Hence, if London doesn’t buy Ghanaian cocoa, as expected, the Ghanaian peasant farmer suffers; as does a large sector of the population.

Ghana is also in the middle of a banking crisis, bailing out failed lenders while also reeling from the interest rate assessed from the $1 billion IMF bailout loan, which has stretched the country’s budget beyond its capacity.

If the capitalist banking industry catastrophe and the European control of Ghana’s economy isn’t enough, Ghana has further aligned itself with capitalist imperialism by completing a deal with the U.S. military, which will expand the U.S.’s influence in the region and deliver a $20 million investment to the Ghanaian military.

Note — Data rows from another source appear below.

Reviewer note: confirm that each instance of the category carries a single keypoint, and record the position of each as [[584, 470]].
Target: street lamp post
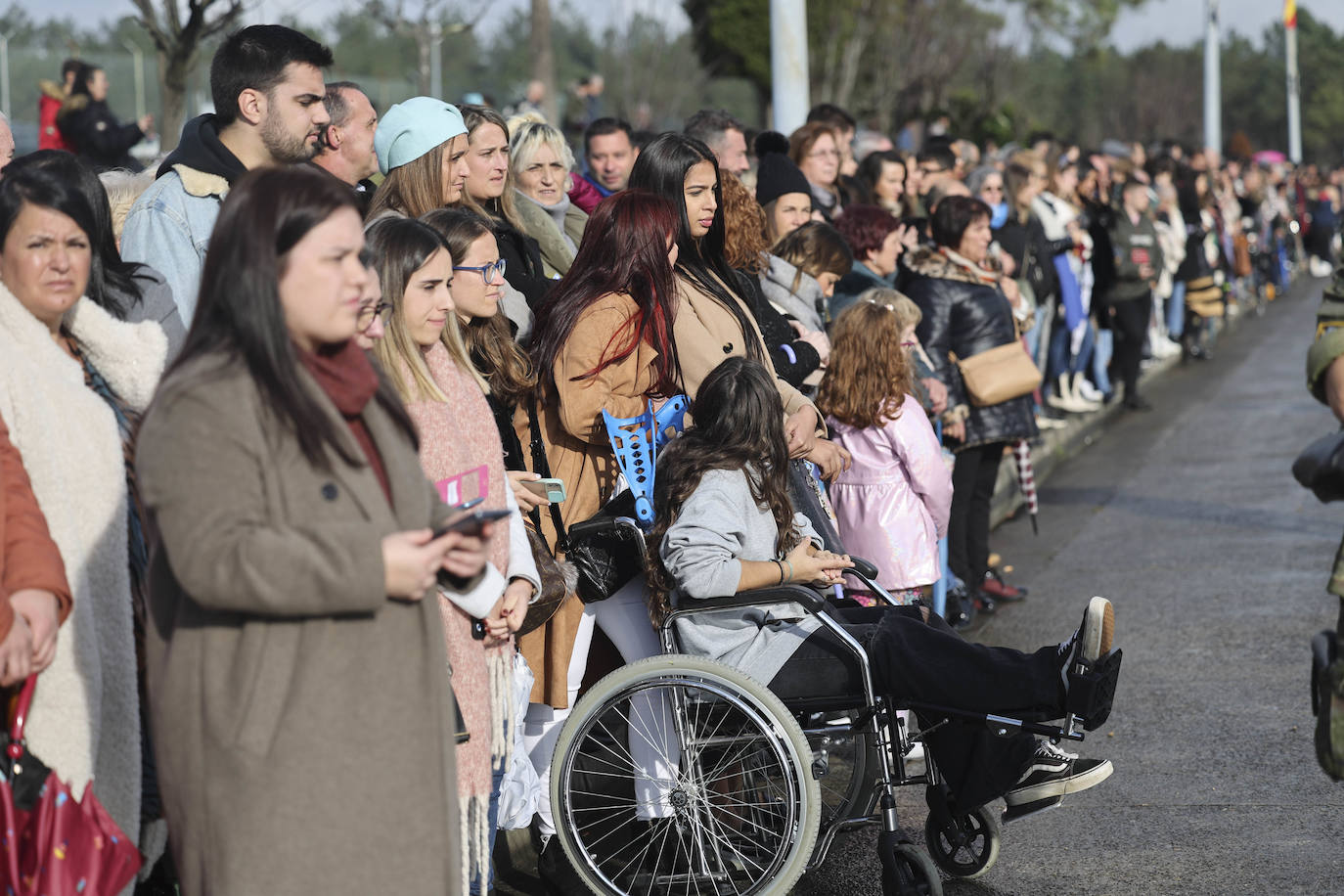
[[1213, 89], [789, 64], [139, 61]]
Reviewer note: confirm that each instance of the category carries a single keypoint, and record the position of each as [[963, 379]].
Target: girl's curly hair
[[870, 373], [744, 244]]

Ghana has also agreed to an infrastructure deal with China which guarantees the large nation bauxite, in exchange for China building roads and railways that will aid in the transport of natural gas product for export.

 

Africans must organize in our own interests

Nothing that Ghana is doing is securing a future for Africans in Ghana. Africans in Ghana and all of Africa must secure a future for ourselves by organizing in our interest and mobilizing for control over our resources, led by poor working class women and men who are currently forced to accept the rancid scraps from capitalism’s table.

African women, who are the pack mules for capitalist imperialism, enduring hard labor with little results, are the catalyst for transforming society and shaping our new world free from oppression.

In Ghana and everywhere else in the world, the struggle is for Black Power in the hands of the poor working class and a united socialist Africa.